LaSimba Gray/New Sardis Missionary Baptist Church
I wrote the President and I expressed my utter disgust with three words: Shame, shame,shame. Marriage is a divinely ordained institution between a woman and a man and marriage is not to be civilly tampered with, SHAME, SHAME, SHAME.
I further said to our President that this decision may well cost you re-election.

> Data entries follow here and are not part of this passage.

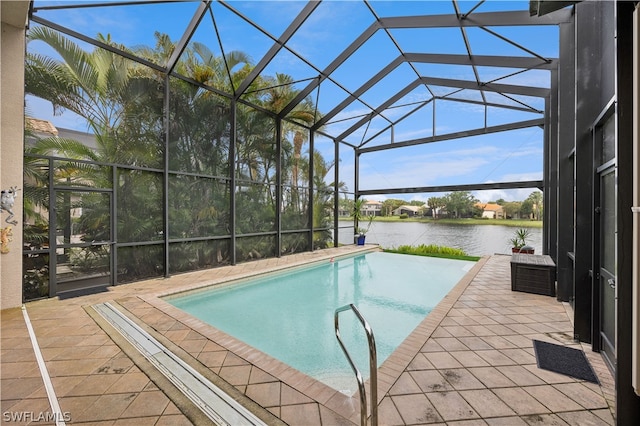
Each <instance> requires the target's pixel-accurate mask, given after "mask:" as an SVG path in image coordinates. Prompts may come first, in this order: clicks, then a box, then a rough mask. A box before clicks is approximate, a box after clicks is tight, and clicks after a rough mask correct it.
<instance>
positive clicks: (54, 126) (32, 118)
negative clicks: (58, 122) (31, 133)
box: [25, 117, 58, 136]
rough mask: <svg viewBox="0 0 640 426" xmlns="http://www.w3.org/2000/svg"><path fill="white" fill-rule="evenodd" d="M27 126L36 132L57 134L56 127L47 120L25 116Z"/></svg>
mask: <svg viewBox="0 0 640 426" xmlns="http://www.w3.org/2000/svg"><path fill="white" fill-rule="evenodd" d="M25 120H26V125H27V128H30V129H31V130H33V131H34V132H37V133H48V134H50V135H54V136H57V135H58V129H56V126H54V125H53V123H51V122H50V121H48V120H42V119H39V118H32V117H25Z"/></svg>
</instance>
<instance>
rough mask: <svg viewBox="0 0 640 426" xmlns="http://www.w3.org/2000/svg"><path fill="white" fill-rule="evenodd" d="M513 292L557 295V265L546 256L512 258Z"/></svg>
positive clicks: (512, 290) (539, 255)
mask: <svg viewBox="0 0 640 426" xmlns="http://www.w3.org/2000/svg"><path fill="white" fill-rule="evenodd" d="M511 290H512V291H522V292H525V293H534V294H544V295H546V296H555V295H556V264H555V263H553V260H552V259H551V257H549V256H546V255H532V254H513V255H512V256H511Z"/></svg>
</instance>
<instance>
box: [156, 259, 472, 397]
mask: <svg viewBox="0 0 640 426" xmlns="http://www.w3.org/2000/svg"><path fill="white" fill-rule="evenodd" d="M473 265H474V262H467V261H459V260H450V259H438V258H430V257H420V256H408V255H400V254H391V253H381V252H374V253H366V254H361V255H357V256H355V257H348V258H339V259H336V260H335V261H326V262H323V263H320V264H314V265H313V266H310V267H306V268H302V269H295V270H293V271H289V272H285V273H279V274H269V275H266V276H264V277H261V278H256V279H251V280H250V281H247V282H243V283H239V284H233V285H227V286H223V287H220V286H217V287H210V288H208V289H205V290H202V291H198V292H195V293H189V294H187V295H184V296H172V297H169V298H168V299H167V301H168V302H169V303H171V304H172V305H174V306H176V307H178V308H180V309H182V310H184V311H186V312H188V313H189V314H191V315H193V316H195V317H197V318H199V319H200V320H202V321H204V322H206V323H208V324H210V325H212V326H214V327H216V328H218V329H220V330H222V331H224V332H225V333H227V334H230V335H232V336H234V337H235V338H237V339H239V340H242V341H243V342H245V343H247V344H248V345H250V346H252V347H254V348H256V349H259V350H260V351H262V352H264V353H267V354H269V355H271V356H272V357H274V358H277V359H279V360H280V361H282V362H284V363H286V364H288V365H290V366H292V367H294V368H296V369H298V370H300V371H302V372H303V373H305V374H307V375H309V376H311V377H314V378H315V379H317V380H320V381H322V382H324V383H326V384H328V385H329V386H332V387H334V388H335V389H338V390H340V391H343V392H345V393H352V392H354V391H355V390H356V389H357V384H356V381H355V376H354V374H353V372H352V370H351V368H350V367H349V364H348V362H347V360H346V358H345V356H344V354H343V353H342V350H341V349H340V346H339V344H338V342H337V340H336V337H335V331H334V312H335V310H336V308H339V307H341V306H344V305H347V304H349V303H353V304H354V305H355V306H356V307H357V308H358V310H359V311H360V312H361V313H362V315H363V316H364V317H365V319H366V320H367V321H368V322H369V324H370V325H371V328H372V329H373V332H374V334H375V340H376V346H377V352H378V365H381V364H382V363H383V362H384V360H385V359H387V357H389V355H390V354H391V353H392V352H393V351H394V350H395V348H397V347H398V345H400V343H402V341H403V340H404V339H405V338H406V337H407V336H408V335H409V334H410V333H411V332H412V331H413V329H414V328H415V327H416V326H417V325H418V324H419V323H420V322H421V321H422V320H423V319H424V317H425V316H426V315H427V314H428V313H429V312H430V311H431V310H432V309H433V308H434V307H435V306H436V305H437V304H438V303H439V302H440V300H441V299H442V298H443V297H444V296H445V295H446V294H447V293H448V292H449V291H450V290H451V288H452V287H453V286H454V285H455V284H456V283H457V282H458V281H459V280H460V279H461V278H462V277H463V276H464V275H465V274H466V273H467V272H468V271H469V269H470V268H471V267H472V266H473ZM340 334H341V337H342V338H343V340H344V341H345V344H346V346H347V348H348V349H349V352H350V353H351V354H352V357H353V358H354V360H355V362H356V365H357V366H358V368H359V369H360V371H361V372H362V374H363V376H364V377H365V379H366V378H367V377H368V372H369V366H368V346H367V339H366V335H365V332H364V329H363V327H362V325H361V324H360V323H359V322H358V320H357V319H356V317H355V315H354V314H353V313H352V312H351V311H347V312H343V313H341V314H340Z"/></svg>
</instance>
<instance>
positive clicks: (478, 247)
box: [340, 222, 542, 256]
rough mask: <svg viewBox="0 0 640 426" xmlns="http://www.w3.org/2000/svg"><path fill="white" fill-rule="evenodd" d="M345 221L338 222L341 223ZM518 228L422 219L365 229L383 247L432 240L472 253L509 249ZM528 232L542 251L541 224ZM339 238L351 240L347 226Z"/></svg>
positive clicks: (389, 247)
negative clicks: (429, 220)
mask: <svg viewBox="0 0 640 426" xmlns="http://www.w3.org/2000/svg"><path fill="white" fill-rule="evenodd" d="M344 224H346V222H340V226H343V225H344ZM516 229H517V228H514V227H511V226H500V225H441V224H433V223H421V222H372V223H371V229H369V232H368V233H367V239H366V242H367V243H373V244H379V245H380V246H381V247H383V248H393V247H398V246H401V245H412V246H418V245H421V244H426V245H429V244H435V245H438V246H447V247H454V248H459V249H462V250H464V251H465V252H466V253H467V254H469V255H472V256H484V255H490V254H495V253H504V254H510V253H511V245H510V244H509V239H510V238H512V237H513V234H514V232H515V231H516ZM529 230H530V232H531V235H530V237H529V238H528V240H527V245H530V246H532V247H534V248H535V249H536V254H541V253H542V228H529ZM340 242H341V243H344V244H353V236H352V235H351V231H350V230H349V229H341V232H340Z"/></svg>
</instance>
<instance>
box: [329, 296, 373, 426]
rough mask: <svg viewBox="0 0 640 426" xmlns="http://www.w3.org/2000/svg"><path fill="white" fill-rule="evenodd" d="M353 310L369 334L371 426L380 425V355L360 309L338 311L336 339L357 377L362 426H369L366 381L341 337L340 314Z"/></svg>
mask: <svg viewBox="0 0 640 426" xmlns="http://www.w3.org/2000/svg"><path fill="white" fill-rule="evenodd" d="M349 309H351V310H352V311H353V313H354V314H356V317H358V320H359V321H360V323H361V324H362V326H363V327H364V331H365V332H366V333H367V340H368V342H369V387H370V388H371V426H377V425H378V360H377V359H378V355H377V352H376V340H375V338H374V336H373V330H372V329H371V326H370V325H369V323H368V322H367V320H366V319H364V317H363V316H362V314H361V313H360V311H359V310H358V308H356V307H355V305H353V303H350V304H348V305H344V306H343V307H341V308H338V309H336V312H335V314H334V325H335V329H336V338H337V339H338V343H340V347H341V348H342V351H343V352H344V354H345V356H346V357H347V361H349V365H351V369H352V370H353V372H354V373H355V375H356V380H357V381H358V390H359V393H360V424H361V425H362V426H366V425H367V394H366V392H365V388H364V380H363V379H362V374H361V373H360V370H358V367H356V365H355V364H354V362H353V360H352V359H351V356H350V355H349V351H347V348H346V347H345V346H344V343H343V342H342V338H341V337H340V325H339V320H338V317H339V314H340V312H343V311H347V310H349Z"/></svg>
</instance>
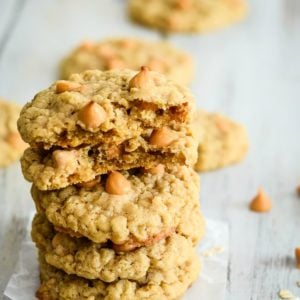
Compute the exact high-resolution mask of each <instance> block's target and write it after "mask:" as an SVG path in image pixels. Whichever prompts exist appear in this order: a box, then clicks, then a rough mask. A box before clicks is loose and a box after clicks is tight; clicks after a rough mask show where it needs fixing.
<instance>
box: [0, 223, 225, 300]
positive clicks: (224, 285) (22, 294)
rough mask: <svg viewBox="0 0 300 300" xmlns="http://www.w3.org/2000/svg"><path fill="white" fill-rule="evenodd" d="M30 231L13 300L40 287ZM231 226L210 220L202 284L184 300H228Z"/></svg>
mask: <svg viewBox="0 0 300 300" xmlns="http://www.w3.org/2000/svg"><path fill="white" fill-rule="evenodd" d="M29 232H30V229H28V233H27V236H26V238H25V239H24V241H23V243H22V246H21V250H20V256H19V261H18V263H17V267H16V269H15V272H14V274H13V275H12V276H11V278H10V280H9V282H8V285H7V287H6V289H5V291H4V295H5V296H6V297H8V299H12V300H32V299H35V296H34V293H35V291H36V290H37V288H38V286H39V272H38V263H37V251H36V249H35V246H34V244H33V243H32V242H31V239H30V235H29ZM228 244H229V243H228V226H227V224H226V223H224V222H220V221H216V220H212V219H206V235H205V238H204V239H203V240H202V241H201V243H200V245H199V246H198V253H199V255H200V257H201V264H202V270H201V275H200V277H199V278H198V280H197V281H196V282H195V283H194V284H193V285H192V287H191V288H190V289H189V290H188V291H187V293H186V294H185V296H184V300H199V299H214V300H223V299H225V288H226V274H227V264H228V247H229V246H228Z"/></svg>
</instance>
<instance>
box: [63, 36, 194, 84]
mask: <svg viewBox="0 0 300 300" xmlns="http://www.w3.org/2000/svg"><path fill="white" fill-rule="evenodd" d="M141 66H148V67H149V68H150V69H151V70H154V71H158V72H160V73H163V74H165V75H166V76H167V77H168V78H170V79H172V80H174V81H176V82H178V83H180V84H183V85H185V84H188V83H189V82H190V81H191V79H192V77H193V74H194V68H193V60H192V58H191V56H190V55H188V54H187V53H184V52H182V51H180V50H178V49H176V48H175V47H174V46H173V45H171V44H169V43H167V42H160V41H145V40H141V39H136V38H115V39H107V40H103V41H100V42H84V43H82V44H81V45H79V46H78V47H77V48H76V49H75V50H74V51H73V52H72V53H71V54H70V55H69V56H67V57H66V58H65V59H64V60H63V62H62V63H61V68H60V69H61V77H62V78H63V79H68V78H69V76H70V75H71V74H74V73H80V72H83V71H86V70H94V69H98V70H111V69H123V68H128V69H132V70H139V68H140V67H141Z"/></svg>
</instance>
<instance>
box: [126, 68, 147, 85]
mask: <svg viewBox="0 0 300 300" xmlns="http://www.w3.org/2000/svg"><path fill="white" fill-rule="evenodd" d="M151 75H152V74H151V73H150V72H149V68H148V67H141V70H140V72H138V73H137V74H136V75H134V76H133V77H132V79H130V81H129V84H128V86H129V89H132V88H138V89H141V88H146V87H149V86H151V85H152V83H153V79H152V78H151Z"/></svg>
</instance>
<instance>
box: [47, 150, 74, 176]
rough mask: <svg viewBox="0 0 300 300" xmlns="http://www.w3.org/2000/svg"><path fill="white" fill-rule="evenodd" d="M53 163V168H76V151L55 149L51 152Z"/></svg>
mask: <svg viewBox="0 0 300 300" xmlns="http://www.w3.org/2000/svg"><path fill="white" fill-rule="evenodd" d="M52 158H53V163H54V166H55V168H58V169H64V170H67V169H70V170H72V171H71V172H73V170H75V169H76V166H77V160H76V152H75V151H74V150H71V151H69V150H55V151H53V153H52Z"/></svg>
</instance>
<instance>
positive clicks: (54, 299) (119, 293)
mask: <svg viewBox="0 0 300 300" xmlns="http://www.w3.org/2000/svg"><path fill="white" fill-rule="evenodd" d="M181 256H182V254H181V253H177V259H175V264H173V266H171V269H170V270H169V271H168V273H167V274H164V273H163V272H162V271H160V270H157V271H155V272H153V274H151V276H149V278H147V282H146V283H139V282H136V281H133V280H127V279H119V280H116V281H115V282H112V283H105V282H103V281H101V280H88V279H83V278H80V277H77V276H75V275H67V274H66V273H64V272H62V271H60V270H58V269H56V268H54V267H52V266H50V265H48V264H47V263H46V262H45V259H44V254H43V253H42V252H41V253H40V258H39V259H40V277H41V286H40V287H39V289H38V290H37V292H36V296H37V298H38V299H40V300H46V299H47V300H74V299H80V300H85V299H86V300H91V299H98V300H114V299H123V300H143V299H144V300H146V299H147V300H149V299H160V300H175V299H179V298H180V297H181V296H182V295H183V294H184V293H185V291H186V290H187V289H188V287H189V286H191V284H192V283H193V282H194V281H195V280H196V279H197V277H198V274H199V270H200V263H199V258H198V256H197V254H196V252H195V250H194V251H192V252H191V255H190V256H189V257H188V258H187V259H186V260H185V261H183V260H182V258H181Z"/></svg>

David Mason/Church of Jesus Christ of Latter-day Saints, North Stake
I voted against Tennessee’s “Marriage Protection Amendment” in 2006. I’m glad to see President Obama say something in support of same-sex marriage. But while the first news stories reporting Obama’s newly-voiced public position characterize the President’s move as “definitive” and “momentous”, you’d never know that his move was definitive or momentous from what he said. I shouldn’t complain. I’m glad to see the President turn this direction. But a definitive, momentous event is not made up of “ABC News, for me personally it’s important to affirm that I think…” Here’s what would be definitive and momentous: “My Fellow Americans, same-sex couples should be able to get married.”
Alex Wellford/Third Church of Christ, Scientist
Our church has no doctrine or official stance on same-sex marriage. There is a helpful chapter on “Marriage” in Science and Health with Key to the Scriptures, by church founder, Mary Baker Eddy. She remarks about the obligations of matrimony, “There should be the most tender solicitude for each other’s happiness, and mutual attention and approbation should wait on all the years of married life.”